Nel sotterraneo c’è la spinta per cambiare, ma si spera che da qualche parte spunti un leader carismatico che possa esaudire questa aspettativa, però al momento, di leader non se ne vedono. Ciò è dovuto alla mancanza di una dialettica politica e di una visione all’alternanza. Negli anni ’90 in Italia, dopo il crollo della DC, s’intravedeva una vera logica all’alternanza dove il PDS sembrava favorito; invece l’ascesa di Berlusconi in politica su posizioni tradizionaliste, ha fatto notare come tutto quel cambiamento che la società italiana si attendeva fosse solo illusorio. Le ripetute rielezioni di Berlusconi (2001 e 2008), mostrano come gli italiani siano di fondo molto tradizionalisti e timorosi del cambiamento.

E gli egiziani? Sarebbe interessante vedere come si comporterebbero con delle vere libere elezioni, però questo sarà di difficile attuazione.

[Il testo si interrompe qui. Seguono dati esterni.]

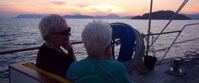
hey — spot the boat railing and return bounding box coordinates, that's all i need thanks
[146,0,189,57]
[143,23,199,64]
[148,0,189,48]
[148,37,199,52]
[157,23,199,64]
[144,23,199,53]
[145,0,195,64]
[0,41,82,55]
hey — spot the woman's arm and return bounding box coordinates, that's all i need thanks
[60,43,76,61]
[68,47,76,61]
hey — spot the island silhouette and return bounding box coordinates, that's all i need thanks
[132,10,191,20]
[15,10,197,20]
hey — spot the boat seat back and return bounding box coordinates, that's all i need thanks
[9,62,71,83]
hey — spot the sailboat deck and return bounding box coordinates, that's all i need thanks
[129,59,199,83]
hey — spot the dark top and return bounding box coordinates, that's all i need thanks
[36,44,75,78]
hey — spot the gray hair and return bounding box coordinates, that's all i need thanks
[38,14,66,41]
[82,21,112,56]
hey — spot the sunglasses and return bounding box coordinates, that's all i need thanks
[53,27,71,36]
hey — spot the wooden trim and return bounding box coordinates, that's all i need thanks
[23,63,71,83]
[9,63,70,83]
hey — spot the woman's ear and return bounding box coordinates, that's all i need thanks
[45,34,53,42]
[46,34,60,46]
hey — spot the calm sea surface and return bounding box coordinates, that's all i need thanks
[0,18,199,82]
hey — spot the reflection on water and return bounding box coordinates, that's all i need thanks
[0,19,199,82]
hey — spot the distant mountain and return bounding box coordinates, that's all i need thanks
[94,14,129,19]
[64,14,93,19]
[94,15,104,19]
[64,14,123,19]
[16,13,133,19]
[103,14,121,19]
[122,16,134,19]
[133,10,191,20]
[15,12,196,20]
[16,14,44,18]
[186,14,199,19]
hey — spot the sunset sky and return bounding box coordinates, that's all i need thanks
[0,0,198,18]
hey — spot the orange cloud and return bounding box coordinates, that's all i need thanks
[1,1,72,14]
[80,4,129,15]
[50,1,67,5]
[1,1,143,16]
[0,0,198,17]
[183,7,199,14]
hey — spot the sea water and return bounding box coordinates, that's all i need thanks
[0,18,199,82]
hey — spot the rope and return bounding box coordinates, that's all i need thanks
[125,28,145,72]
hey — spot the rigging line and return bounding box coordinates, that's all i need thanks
[149,0,189,48]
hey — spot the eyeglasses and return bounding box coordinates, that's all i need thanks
[53,27,71,36]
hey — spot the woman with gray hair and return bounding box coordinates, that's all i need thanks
[66,21,132,83]
[36,14,76,78]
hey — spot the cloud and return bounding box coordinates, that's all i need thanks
[76,4,89,8]
[50,1,67,6]
[81,4,126,15]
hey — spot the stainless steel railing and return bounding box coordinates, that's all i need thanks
[158,23,199,64]
[0,41,82,55]
[149,0,189,48]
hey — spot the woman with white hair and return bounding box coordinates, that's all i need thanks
[36,14,76,78]
[66,21,132,83]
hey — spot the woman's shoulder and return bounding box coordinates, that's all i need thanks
[109,60,125,67]
[69,59,125,69]
[105,59,124,65]
[69,59,89,67]
[67,59,93,73]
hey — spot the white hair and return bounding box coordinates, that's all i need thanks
[82,20,112,56]
[38,14,66,41]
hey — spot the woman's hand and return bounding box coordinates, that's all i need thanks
[63,42,72,50]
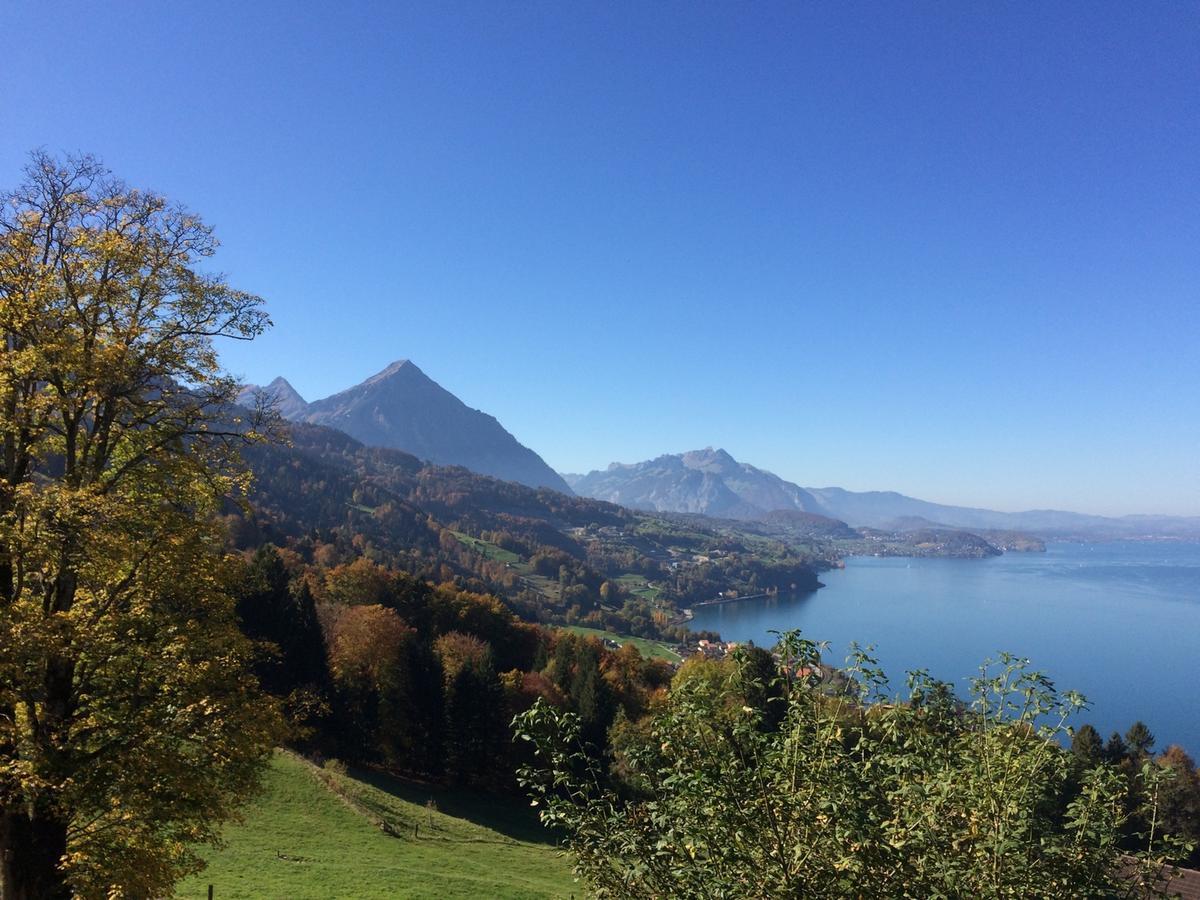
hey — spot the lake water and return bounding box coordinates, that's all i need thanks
[689,542,1200,754]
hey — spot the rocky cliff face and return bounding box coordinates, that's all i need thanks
[246,361,572,494]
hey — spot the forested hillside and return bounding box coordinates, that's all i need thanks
[229,421,822,642]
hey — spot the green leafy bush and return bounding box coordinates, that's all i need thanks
[515,632,1191,898]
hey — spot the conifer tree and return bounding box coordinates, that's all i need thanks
[1126,721,1156,758]
[1071,724,1104,763]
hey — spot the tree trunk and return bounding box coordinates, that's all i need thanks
[0,807,70,900]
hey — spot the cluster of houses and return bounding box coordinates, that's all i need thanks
[676,638,741,659]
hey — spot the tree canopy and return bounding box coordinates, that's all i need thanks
[516,634,1192,898]
[0,152,281,898]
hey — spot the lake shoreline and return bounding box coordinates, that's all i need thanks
[688,542,1200,755]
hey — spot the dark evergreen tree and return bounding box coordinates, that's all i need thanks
[443,662,506,786]
[402,640,446,775]
[550,633,577,694]
[1125,721,1155,758]
[1104,731,1129,765]
[531,634,549,672]
[1071,724,1104,763]
[570,642,615,749]
[237,545,330,698]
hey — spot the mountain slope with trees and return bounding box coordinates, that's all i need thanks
[230,421,822,642]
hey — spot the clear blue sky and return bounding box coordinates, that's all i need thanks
[3,2,1197,516]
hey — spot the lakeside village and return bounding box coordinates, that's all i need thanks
[591,634,745,661]
[558,523,832,664]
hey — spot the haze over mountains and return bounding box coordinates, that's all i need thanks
[566,449,813,521]
[568,449,1200,539]
[239,366,1198,541]
[239,360,572,494]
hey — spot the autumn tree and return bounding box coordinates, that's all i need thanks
[327,603,417,765]
[1157,746,1200,865]
[0,152,281,898]
[436,632,505,785]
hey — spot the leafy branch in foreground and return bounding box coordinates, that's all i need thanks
[515,632,1191,898]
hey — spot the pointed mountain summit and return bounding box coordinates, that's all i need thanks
[237,376,310,420]
[299,360,572,494]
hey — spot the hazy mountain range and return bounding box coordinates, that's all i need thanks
[238,360,572,494]
[566,449,811,521]
[240,362,1197,540]
[567,448,1200,539]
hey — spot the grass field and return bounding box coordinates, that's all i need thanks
[613,573,662,602]
[449,531,522,565]
[564,626,682,663]
[177,752,577,899]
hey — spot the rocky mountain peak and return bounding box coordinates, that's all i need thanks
[362,359,423,387]
[238,376,310,420]
[572,448,816,520]
[286,359,572,494]
[681,447,740,474]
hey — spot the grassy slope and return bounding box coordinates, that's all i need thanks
[564,626,682,663]
[178,752,578,900]
[449,531,521,565]
[613,573,662,602]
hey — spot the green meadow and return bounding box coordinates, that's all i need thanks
[563,625,682,663]
[179,752,577,899]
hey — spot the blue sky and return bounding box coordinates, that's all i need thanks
[3,2,1197,515]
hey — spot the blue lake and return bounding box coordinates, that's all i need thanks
[689,541,1200,753]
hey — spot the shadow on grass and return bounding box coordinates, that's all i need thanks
[347,765,556,846]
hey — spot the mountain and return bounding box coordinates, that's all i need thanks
[801,487,1200,537]
[237,376,310,420]
[572,449,1200,539]
[251,360,572,494]
[571,448,820,520]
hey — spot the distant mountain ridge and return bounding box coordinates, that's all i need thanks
[573,449,818,521]
[238,360,572,494]
[571,449,1200,538]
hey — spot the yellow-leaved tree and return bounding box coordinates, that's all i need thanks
[0,152,283,899]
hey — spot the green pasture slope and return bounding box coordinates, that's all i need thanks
[449,531,521,565]
[564,626,682,663]
[613,573,661,602]
[179,752,577,899]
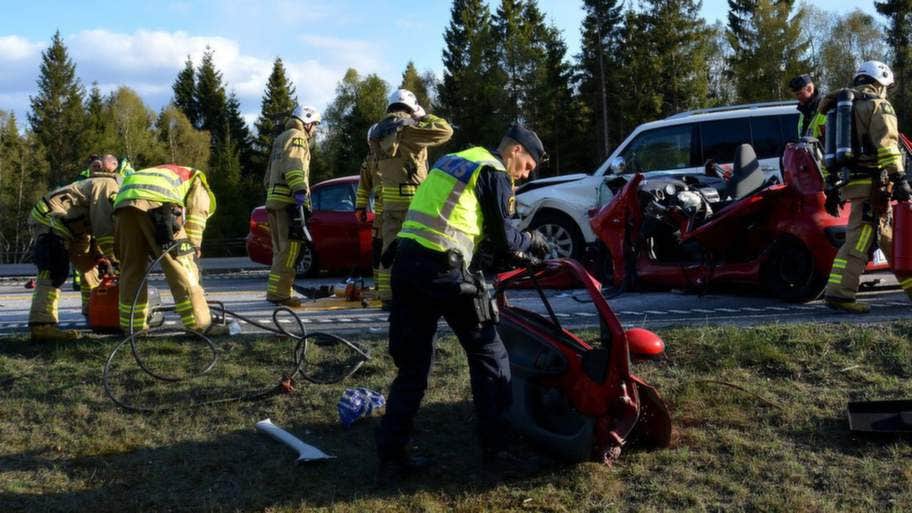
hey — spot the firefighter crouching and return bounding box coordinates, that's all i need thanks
[28,157,120,341]
[264,105,320,307]
[113,164,224,334]
[821,60,910,313]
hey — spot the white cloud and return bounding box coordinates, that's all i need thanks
[0,29,388,133]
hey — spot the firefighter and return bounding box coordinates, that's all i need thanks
[790,74,826,139]
[28,157,120,341]
[355,126,383,299]
[263,105,320,307]
[375,124,551,481]
[79,153,133,179]
[113,164,223,333]
[822,61,908,313]
[370,90,453,309]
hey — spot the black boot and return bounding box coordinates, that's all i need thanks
[375,453,434,486]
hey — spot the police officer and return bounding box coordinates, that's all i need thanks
[113,164,223,333]
[790,74,826,139]
[28,156,120,341]
[822,61,909,313]
[375,124,551,480]
[354,138,384,301]
[263,105,320,307]
[370,90,453,309]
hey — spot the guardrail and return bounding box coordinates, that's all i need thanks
[0,237,249,263]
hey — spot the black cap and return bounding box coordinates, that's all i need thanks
[788,74,813,92]
[505,124,548,166]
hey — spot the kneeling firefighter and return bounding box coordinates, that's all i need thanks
[113,164,221,333]
[821,60,910,313]
[28,157,120,341]
[375,124,551,481]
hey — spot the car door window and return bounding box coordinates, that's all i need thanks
[750,116,783,159]
[619,125,695,173]
[700,118,751,163]
[314,184,356,212]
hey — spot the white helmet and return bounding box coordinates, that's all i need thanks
[854,60,894,87]
[292,105,321,125]
[387,89,421,113]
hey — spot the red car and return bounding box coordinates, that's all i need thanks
[246,175,375,276]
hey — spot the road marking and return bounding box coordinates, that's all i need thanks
[644,310,667,315]
[714,308,739,313]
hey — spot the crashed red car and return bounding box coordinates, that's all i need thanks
[589,134,909,301]
[245,175,375,276]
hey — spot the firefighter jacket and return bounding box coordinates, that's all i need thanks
[355,152,382,216]
[264,117,311,209]
[369,112,453,213]
[851,83,905,177]
[29,171,121,257]
[113,164,216,249]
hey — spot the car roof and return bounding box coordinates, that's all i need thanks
[314,175,358,188]
[636,103,798,131]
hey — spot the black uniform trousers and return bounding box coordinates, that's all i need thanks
[376,239,512,459]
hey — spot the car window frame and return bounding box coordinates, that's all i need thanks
[312,182,357,213]
[618,123,698,174]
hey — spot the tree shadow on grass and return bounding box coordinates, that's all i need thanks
[0,401,575,513]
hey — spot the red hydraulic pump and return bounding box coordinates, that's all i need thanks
[88,273,120,332]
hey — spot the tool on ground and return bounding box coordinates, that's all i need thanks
[255,418,334,462]
[495,259,671,465]
[847,400,912,433]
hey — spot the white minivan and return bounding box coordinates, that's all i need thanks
[516,102,800,259]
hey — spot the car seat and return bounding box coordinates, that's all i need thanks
[727,144,765,201]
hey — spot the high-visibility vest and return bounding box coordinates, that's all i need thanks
[798,111,826,139]
[114,164,216,214]
[398,147,505,262]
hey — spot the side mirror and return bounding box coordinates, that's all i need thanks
[625,327,665,360]
[609,156,626,174]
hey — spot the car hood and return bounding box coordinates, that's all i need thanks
[516,173,588,195]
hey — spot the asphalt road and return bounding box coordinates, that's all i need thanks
[1,269,909,338]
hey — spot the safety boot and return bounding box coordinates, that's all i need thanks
[825,297,871,314]
[375,453,434,486]
[204,323,231,337]
[30,324,81,342]
[268,297,305,308]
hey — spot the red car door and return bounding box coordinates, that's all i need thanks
[309,182,361,272]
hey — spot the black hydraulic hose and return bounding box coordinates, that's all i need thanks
[102,240,369,413]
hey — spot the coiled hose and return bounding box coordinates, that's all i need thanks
[102,240,370,412]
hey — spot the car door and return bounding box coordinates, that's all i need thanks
[309,182,360,271]
[618,124,701,179]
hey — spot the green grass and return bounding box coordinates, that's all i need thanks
[1,322,911,512]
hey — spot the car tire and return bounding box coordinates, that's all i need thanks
[295,243,318,278]
[762,238,825,303]
[531,211,585,261]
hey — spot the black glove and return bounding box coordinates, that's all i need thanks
[824,187,843,217]
[511,251,542,268]
[96,257,112,276]
[527,230,551,259]
[892,175,912,202]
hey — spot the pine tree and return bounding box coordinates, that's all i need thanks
[84,82,107,155]
[28,30,87,186]
[876,0,912,130]
[727,0,810,102]
[253,57,297,172]
[0,112,48,262]
[399,61,433,112]
[576,0,624,162]
[194,47,228,139]
[206,123,246,244]
[437,0,509,149]
[494,0,536,123]
[173,56,199,127]
[226,91,255,176]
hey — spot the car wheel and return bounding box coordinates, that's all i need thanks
[295,243,318,278]
[531,212,585,260]
[762,238,825,303]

L’Egitto è un paese in una posizione troppo critica, una polveriera o una pentola a pressione che troppi interessi internazionali vorrebbero vedere di una Hamas egiziana. Un’ ingestibilità del paese dei faraoni significa instabilità nell’area mediorientale che nessuno si auspica, perché l’unico paese che continuerebbe ad avere buoni rapporti con Israele sarebbe solo la Giordania e nessuno vorrebbe vedere ripetersi le guerre del ’48 e del ’67. Un Egitto democratico farebbe bene alla comunità internazionale e a se stesso, ma i tempi sono maturi? Questo è un dilemma che ad ogni modo le future elezioni scioglieranno solo parzialmente.